So HR gets in touch and says "We would like to bring you in for the first set of interviews next week some time, when would work?" I said, "Uhh, there must be a mistake, I already talked with the hiring manager, I thought you were calling to discuss salary, benefits, start date, etc." HR: "Hmm, no, that's not right. Did you even fill out our application online yet?" Conversation was pretty much over from my standpoint at that point. What a crappy experience and a waste of time!

2 comments

Had a similar-ish experience once -- meeting the hiring manager for coffee, knowing this would be a prelude to a standard onsite interview (which I was fine with).

And it was a very productive discussion. We talked about a lot of some pretty high-level stuff, both technology-wise and business-wise -- possible failure modes in their fraud detection process; customer acquisition strategies moving forward, etc.. Not in a fuzzy, "whatever" way -- but in a serious, analytical way. You know, high-level, adult stuff.

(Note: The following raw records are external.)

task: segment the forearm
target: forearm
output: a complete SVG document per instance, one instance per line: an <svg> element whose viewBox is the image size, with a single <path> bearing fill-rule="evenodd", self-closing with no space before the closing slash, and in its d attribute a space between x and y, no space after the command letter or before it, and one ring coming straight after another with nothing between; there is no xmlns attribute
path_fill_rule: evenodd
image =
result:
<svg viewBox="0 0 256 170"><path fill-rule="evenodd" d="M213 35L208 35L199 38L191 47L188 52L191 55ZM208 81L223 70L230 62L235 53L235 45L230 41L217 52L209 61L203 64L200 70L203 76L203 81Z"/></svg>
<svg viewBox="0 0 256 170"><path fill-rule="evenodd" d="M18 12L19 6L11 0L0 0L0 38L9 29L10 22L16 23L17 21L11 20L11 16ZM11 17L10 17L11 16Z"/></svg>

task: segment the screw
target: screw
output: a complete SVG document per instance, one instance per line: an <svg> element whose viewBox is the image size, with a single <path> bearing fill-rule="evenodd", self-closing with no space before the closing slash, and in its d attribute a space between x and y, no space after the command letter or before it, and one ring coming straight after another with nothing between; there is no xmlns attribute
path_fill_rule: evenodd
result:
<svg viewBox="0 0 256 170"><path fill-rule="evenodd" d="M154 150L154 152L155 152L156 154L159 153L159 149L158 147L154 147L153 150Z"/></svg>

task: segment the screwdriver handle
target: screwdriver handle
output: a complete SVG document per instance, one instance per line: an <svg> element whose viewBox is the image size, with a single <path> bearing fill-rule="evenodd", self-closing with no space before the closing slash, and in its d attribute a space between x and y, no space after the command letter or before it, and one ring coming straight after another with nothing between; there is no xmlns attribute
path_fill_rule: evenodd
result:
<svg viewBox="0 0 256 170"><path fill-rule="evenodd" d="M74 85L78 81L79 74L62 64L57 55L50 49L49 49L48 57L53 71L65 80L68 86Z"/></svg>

The weird part? When I got the schedule for the interview (btw several more hours in length than the "couple of hours" we had initially talked about -- but we'll let that slide for now), the first thing they wanted be to do was come in at 9 AM for a session on "logic problems" -- you know: pirates, gold coins, poisoned wine bottles -- for a whole hour.

To which I wanted to say, "Wait -- didn't we just have a conversation in that cafe demonstrating exactly the level of critical thinking skills you're looking for (arguably at a much more nuanced level, in fact), and applied actual, real problems -- not silly, made-up puzzle problems?"

But of course I felt too shy to just come out and say that. So made up some excuse about "accepting another offer", instead.

Someone needs to train that hiring manager. They gave you no heads up about the process. There might even be a chance the hiring manager didn't know you would have to interview afterwards if the company was small enough. Did you contact the manager afterwards? If the company doesn't have a defined process the manager might have been able to talk to HR to directly give you the offer.